There are only a handful of states more favorable to Gingrich’s cultural outlook than Florida. Today’s primary election in Florida will inevitably be compared to South Carolina. There, Gingrich took 40 percent of the vote, enough to win the state. But that was before people were talking about the job Gingrich forgot he had. Polls are predicting Gingrich’s results in Florida will be around 30 percent. If that comes to pass, it will show that voters took notice.

Monday, January 30, 2012

Bank Transfer Day Was Big

Banks and analysts have had time to add up the effects of Bank Transfer Day, and it is clear now that the movement was about as big as it seemed at the time. Roughly 1 million consumers and businesses moved checking or savings accounts from large commercial banks to credit unions and local community banks during a period of 7 to 8 weeks. A similar large number, though much harder to estimate, closed credit card accounts. Credit cards are harder to estimate and the impact harder to assess because not everyone who closes an active credit card account is able to pay it off immediately, and most of the credit card accounts that were canceled were cards that the holders weren’t using anyway.

A banking industry association might dismiss this as “an exceedingly tiny fragment” of the industry, but it is large almost any way you look at it. More than 1 out of 200 U.S. banking customers took part in some way. That makes Bank Transfer Day larger than all but a few banks. Large banks regularly spend billions of dollars in advertising and marketing trying to move market segments smaller than this.

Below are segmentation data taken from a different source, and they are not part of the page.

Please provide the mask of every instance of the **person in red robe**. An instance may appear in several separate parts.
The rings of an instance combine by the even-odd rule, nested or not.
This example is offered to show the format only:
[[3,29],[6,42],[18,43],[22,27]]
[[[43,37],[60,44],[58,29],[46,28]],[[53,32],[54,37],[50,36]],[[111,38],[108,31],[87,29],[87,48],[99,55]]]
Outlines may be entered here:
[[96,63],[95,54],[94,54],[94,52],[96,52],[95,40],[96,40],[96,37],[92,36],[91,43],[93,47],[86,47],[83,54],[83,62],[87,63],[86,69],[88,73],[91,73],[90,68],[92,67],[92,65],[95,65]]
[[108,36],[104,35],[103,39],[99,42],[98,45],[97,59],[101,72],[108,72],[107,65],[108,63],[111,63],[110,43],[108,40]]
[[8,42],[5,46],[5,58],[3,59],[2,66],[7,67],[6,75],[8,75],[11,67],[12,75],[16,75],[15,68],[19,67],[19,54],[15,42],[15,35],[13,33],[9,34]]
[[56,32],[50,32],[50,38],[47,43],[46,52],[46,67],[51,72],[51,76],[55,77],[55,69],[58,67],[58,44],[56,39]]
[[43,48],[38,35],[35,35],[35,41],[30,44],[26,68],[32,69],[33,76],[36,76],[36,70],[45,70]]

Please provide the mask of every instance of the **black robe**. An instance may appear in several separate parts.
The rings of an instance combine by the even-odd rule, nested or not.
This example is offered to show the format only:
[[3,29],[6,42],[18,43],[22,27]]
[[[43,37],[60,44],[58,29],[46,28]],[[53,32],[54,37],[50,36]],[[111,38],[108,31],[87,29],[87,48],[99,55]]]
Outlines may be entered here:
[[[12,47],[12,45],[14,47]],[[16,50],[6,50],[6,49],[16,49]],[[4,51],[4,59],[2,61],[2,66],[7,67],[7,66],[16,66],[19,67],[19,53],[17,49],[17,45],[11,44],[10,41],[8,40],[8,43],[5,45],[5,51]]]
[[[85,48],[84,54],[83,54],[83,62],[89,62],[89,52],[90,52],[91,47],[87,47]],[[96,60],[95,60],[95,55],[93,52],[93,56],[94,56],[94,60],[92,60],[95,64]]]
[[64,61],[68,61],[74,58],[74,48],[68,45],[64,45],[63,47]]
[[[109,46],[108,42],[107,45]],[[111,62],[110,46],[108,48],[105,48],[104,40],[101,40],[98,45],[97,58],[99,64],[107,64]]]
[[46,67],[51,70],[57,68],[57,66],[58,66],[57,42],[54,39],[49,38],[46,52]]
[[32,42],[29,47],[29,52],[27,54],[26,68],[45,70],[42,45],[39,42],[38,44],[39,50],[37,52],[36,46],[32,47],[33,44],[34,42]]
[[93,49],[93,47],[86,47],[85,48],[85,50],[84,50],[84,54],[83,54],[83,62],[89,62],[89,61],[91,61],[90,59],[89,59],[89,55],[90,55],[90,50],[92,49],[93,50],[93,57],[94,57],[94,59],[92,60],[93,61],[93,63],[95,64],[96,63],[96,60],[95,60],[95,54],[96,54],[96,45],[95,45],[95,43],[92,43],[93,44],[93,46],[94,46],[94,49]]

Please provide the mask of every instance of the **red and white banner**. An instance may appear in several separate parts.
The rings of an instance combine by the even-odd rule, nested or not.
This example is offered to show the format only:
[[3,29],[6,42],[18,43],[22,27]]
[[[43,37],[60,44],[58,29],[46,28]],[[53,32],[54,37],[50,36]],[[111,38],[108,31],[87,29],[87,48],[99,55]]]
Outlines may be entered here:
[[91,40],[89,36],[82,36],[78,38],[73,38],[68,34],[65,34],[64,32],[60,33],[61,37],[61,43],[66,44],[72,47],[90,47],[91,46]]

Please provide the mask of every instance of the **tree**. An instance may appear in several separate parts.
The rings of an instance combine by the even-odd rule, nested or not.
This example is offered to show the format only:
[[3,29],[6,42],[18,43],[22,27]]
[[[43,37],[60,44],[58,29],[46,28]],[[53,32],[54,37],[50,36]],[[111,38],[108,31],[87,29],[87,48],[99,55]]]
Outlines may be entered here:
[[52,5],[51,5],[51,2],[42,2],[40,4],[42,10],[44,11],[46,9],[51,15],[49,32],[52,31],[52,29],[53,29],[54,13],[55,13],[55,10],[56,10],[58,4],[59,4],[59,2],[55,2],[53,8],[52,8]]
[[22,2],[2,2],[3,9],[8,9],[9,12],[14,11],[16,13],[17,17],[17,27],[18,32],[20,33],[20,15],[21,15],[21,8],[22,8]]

More importantly, the movement put bank executives on notice. Bank of America acknowledged it had taken a hit when it reported its earnings, but whether they acknowledge it or not, all the large banks lost more than the usual number of customers. As a result, banks are starting to ask, “What will our customers think?” It’s a question that, for years, they hadn’t had to entertain.

Sunday, January 29, 2012

Incremental Advances in Musical Equipment

The new musical equipment at the two major trade shows this month may not have shown any breakthroughs, but the incremental improvements are ones that matter. We’ve seen guitar-shaped performance keyboards before, but this one has a USB interface, so that it can plug directly into a computer. Digital pianos and accordions aren’t new, but the new ones are lighter and less expensive than ever before. Auto-tune isn’t new, but built into a guitar — that’s new. As for drum synthesizers, the latest one isn’t based on samples, and won’t end up sounding like too much of the same tones after a while.

The new thing in guitar stomp boxes was one that is non-dedicated. Plug it in to an online store and you can program it to become any kind of stomp-box effect. These examples from the world of musical equipment show that it doesn’t take an unexpected innovation to change the way people work. Obvious combinations of well-known technology can have that effect too.